Clinically, the lesions of cutaneous aspergillosis are characterized by violaceous macules, papules, subcutaneous nodules, haemorrhagic bullae, ulcerations with central necrosis or subcutaneous abscess [1]. Most of the cases have been reported in immunocompromised patients, HIV patients, newborns, burn patients, cancer patients and transplant recipients [9]. In present case patient presented with subcutaneous abscess and he was a known case of lepromatous leprosy with recurrent ENL for which he was on multi-drug therapy consisting of dapsone (100 mg daily), rifampacin (600 mg once in a month) and clofazimine (300 mg once in a month), along with systemic corticosteroids for three months.

Early and definitive diagnosis is mandatory to rule out other differential diagnosis like neoplasms, inflammatory lesions and to help clinicians for appropriate management of the patients. FNAC is a well established diagnostic technique to aid in early diagnosis of the lesion which can be managed conservatively and thus can prevent undue surgery [3].

Although imaging techniques like Computed Tomography (CT) and Magnetic Resonance Imaging (MRI) can help establishing the diagnosis, but both often fail to differentiate infectious lesion from a neoplastic one and also, all the fungi do not grow on the culture media. Hence, morphology remains the mainstay in the diagnosis which can be known by FNAC procedure and by skin biopsy. On microscopy, Aspergillus is identified by its septate hyphae and an acute angle branching. Aspergillus can be differentiated from Mucor easily on the basis of morphological features as Mucor has broad, non-septate hyphae and right angle branching [3].

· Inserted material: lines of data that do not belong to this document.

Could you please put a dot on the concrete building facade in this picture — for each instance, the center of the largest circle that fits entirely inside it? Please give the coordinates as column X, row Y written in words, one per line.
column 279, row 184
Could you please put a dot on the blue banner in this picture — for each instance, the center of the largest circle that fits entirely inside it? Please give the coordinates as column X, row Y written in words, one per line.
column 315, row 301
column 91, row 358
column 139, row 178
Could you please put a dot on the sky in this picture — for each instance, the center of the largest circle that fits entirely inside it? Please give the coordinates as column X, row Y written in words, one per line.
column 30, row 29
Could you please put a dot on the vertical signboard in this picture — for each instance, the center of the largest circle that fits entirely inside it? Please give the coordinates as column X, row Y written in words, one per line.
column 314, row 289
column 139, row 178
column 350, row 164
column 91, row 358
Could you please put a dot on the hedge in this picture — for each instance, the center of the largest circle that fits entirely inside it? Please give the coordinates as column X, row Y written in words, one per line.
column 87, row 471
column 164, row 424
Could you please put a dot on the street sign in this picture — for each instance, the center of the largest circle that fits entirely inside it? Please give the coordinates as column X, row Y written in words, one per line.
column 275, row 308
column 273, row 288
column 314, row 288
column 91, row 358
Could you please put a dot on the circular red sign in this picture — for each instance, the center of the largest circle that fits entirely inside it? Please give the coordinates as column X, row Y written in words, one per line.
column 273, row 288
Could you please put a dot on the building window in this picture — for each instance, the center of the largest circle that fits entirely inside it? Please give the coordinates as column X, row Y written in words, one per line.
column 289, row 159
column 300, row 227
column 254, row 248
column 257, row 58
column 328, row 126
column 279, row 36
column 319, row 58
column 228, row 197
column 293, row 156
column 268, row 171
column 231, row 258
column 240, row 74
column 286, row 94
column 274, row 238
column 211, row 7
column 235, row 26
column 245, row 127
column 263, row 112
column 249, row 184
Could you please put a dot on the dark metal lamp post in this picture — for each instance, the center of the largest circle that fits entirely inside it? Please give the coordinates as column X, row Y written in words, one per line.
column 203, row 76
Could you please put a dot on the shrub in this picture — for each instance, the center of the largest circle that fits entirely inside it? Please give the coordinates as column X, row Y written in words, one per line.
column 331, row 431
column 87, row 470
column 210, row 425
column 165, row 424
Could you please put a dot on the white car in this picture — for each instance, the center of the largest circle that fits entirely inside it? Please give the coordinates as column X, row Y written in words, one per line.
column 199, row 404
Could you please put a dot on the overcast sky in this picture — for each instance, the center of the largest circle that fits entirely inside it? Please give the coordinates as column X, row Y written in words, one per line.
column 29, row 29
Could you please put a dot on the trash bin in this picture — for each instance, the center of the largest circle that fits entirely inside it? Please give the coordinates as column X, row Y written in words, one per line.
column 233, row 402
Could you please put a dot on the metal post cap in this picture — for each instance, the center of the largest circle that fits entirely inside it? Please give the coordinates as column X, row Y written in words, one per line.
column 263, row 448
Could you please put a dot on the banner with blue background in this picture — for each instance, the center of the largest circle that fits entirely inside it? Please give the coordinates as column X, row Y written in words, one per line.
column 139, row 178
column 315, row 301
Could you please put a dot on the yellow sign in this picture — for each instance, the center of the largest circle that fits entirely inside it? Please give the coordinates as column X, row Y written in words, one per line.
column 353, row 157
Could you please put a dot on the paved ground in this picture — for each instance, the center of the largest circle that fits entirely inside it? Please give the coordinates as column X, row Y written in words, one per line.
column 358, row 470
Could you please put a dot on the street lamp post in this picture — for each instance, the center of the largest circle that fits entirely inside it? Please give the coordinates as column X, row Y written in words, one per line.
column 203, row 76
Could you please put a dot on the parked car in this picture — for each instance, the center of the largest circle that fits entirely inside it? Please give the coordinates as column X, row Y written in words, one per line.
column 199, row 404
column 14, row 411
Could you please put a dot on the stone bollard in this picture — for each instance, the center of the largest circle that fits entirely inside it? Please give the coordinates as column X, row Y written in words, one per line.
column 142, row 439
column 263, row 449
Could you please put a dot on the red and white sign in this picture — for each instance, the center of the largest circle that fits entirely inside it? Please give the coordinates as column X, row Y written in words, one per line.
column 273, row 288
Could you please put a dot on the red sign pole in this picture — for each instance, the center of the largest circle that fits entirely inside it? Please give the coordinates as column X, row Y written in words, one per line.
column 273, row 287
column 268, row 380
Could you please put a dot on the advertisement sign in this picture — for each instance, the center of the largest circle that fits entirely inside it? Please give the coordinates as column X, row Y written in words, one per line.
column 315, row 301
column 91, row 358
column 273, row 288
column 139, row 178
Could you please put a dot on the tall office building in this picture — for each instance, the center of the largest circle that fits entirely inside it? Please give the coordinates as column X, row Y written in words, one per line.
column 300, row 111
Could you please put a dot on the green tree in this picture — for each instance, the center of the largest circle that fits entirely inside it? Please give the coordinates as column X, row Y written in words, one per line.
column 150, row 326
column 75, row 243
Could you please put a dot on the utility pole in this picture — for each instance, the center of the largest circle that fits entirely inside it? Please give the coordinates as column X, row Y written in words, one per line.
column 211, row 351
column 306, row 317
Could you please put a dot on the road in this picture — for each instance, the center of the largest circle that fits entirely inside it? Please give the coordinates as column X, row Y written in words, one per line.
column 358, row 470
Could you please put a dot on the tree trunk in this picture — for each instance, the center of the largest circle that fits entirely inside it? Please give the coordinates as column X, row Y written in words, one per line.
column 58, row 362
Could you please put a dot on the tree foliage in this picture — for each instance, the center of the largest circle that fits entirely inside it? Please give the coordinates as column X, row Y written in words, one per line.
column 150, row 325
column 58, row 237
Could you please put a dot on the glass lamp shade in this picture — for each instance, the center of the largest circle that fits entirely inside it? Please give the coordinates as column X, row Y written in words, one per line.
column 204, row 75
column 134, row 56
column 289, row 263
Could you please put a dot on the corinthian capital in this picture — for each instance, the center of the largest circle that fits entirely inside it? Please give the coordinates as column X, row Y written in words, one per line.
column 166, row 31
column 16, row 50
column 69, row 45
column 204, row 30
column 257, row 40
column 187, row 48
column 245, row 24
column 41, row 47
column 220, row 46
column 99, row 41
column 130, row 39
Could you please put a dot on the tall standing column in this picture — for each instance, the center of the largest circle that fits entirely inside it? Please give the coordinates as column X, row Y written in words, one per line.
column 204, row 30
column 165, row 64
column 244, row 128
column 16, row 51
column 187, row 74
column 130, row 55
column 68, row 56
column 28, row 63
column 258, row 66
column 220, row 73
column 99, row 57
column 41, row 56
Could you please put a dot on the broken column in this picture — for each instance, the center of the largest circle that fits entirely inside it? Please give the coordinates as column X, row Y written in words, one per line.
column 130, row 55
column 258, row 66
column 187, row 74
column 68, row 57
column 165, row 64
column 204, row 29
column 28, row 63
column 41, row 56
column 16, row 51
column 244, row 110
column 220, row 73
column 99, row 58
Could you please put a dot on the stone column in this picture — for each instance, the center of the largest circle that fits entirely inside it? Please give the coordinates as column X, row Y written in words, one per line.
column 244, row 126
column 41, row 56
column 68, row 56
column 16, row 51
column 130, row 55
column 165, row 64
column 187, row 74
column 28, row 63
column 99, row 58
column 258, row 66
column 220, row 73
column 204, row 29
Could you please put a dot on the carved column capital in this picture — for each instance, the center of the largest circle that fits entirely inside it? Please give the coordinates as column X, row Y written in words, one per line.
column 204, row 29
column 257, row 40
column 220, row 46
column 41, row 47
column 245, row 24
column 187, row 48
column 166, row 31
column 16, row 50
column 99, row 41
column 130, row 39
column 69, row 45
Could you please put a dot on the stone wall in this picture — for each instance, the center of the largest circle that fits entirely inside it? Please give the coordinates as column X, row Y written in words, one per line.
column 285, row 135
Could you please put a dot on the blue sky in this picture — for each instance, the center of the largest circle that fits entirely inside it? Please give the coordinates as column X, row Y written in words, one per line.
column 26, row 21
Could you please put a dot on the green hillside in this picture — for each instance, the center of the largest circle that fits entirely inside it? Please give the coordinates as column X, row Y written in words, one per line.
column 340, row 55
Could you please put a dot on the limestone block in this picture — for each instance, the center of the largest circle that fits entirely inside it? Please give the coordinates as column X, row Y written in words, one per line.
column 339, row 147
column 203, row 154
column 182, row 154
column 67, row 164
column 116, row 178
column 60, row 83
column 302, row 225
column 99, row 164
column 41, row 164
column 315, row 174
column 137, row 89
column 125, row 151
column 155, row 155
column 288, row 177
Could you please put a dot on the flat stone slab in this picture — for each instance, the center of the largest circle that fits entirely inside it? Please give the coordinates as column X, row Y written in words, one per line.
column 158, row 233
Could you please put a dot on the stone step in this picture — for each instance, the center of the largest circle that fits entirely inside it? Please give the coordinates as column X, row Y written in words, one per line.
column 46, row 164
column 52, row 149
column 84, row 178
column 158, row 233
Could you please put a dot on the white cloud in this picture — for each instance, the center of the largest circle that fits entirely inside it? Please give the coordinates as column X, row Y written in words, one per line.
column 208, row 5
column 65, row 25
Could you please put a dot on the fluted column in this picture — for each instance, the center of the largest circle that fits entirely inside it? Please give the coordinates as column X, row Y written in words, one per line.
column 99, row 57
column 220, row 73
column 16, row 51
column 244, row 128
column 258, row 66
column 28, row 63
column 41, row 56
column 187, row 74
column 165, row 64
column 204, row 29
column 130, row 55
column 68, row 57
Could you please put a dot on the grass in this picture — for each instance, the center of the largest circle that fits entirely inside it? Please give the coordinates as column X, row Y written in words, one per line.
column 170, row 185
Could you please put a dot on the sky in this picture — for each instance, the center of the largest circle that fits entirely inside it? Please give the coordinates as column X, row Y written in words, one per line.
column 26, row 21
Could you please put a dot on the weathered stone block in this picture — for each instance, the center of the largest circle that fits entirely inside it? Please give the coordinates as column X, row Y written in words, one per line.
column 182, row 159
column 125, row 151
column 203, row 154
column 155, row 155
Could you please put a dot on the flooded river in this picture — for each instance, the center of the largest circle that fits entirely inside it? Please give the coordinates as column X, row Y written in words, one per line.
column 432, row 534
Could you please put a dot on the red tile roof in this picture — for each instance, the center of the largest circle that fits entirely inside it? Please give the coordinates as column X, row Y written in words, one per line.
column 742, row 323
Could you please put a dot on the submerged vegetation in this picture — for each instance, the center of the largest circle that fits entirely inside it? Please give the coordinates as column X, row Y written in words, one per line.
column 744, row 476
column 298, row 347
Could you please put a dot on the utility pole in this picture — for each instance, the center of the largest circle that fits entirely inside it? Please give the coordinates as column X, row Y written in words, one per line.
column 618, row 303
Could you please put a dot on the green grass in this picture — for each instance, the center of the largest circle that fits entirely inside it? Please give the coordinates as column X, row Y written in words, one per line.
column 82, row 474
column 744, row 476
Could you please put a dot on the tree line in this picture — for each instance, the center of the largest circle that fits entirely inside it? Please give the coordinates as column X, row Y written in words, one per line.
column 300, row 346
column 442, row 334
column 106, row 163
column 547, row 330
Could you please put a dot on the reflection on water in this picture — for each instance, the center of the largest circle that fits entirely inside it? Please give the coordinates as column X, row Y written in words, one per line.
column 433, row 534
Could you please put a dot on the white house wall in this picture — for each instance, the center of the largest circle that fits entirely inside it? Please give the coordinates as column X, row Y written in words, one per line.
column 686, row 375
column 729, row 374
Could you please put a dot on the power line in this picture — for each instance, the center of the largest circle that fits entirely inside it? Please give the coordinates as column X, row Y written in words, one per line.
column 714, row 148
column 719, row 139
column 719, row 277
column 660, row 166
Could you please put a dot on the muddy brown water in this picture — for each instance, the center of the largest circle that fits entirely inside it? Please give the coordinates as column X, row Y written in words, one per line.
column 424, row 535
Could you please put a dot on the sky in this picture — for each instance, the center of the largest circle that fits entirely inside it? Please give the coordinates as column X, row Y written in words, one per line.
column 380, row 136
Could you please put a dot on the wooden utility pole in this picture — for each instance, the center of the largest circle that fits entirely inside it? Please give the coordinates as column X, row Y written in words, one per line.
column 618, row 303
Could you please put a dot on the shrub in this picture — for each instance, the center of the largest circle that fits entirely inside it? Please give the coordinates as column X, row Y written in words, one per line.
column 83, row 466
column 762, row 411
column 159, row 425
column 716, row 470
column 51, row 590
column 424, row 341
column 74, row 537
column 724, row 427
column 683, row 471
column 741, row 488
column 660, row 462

Primary cutaneous aspergillosis needs to be recognized early because of the differences in the features, management and prognosis from the secondary infection, which is associated with poorer prognosis and also any skin lesion in immunocompromised patient should be analysed immediately for early diagnosis of invasive aspergillosis [10]. Management is usually by topical and systemic antifungal agents like itraconazole, voriconazole, amphotericin B and caspofungin [9,10].

Conclusion

This case is being presented to increase the awareness of clinicians and pathologists that primary cutaneous aspergillosis could present as subcutaneous nodule, as in the present case it presented clinically as lipoma. This condition can be diagnosed accurately by FNAC, which is simple and inexpensive technique which will aid in correct diagnosis and management of the patient. Early diagnosis and awareness of multiple aetiologies for skin lesions will help in prompt and correct treatment.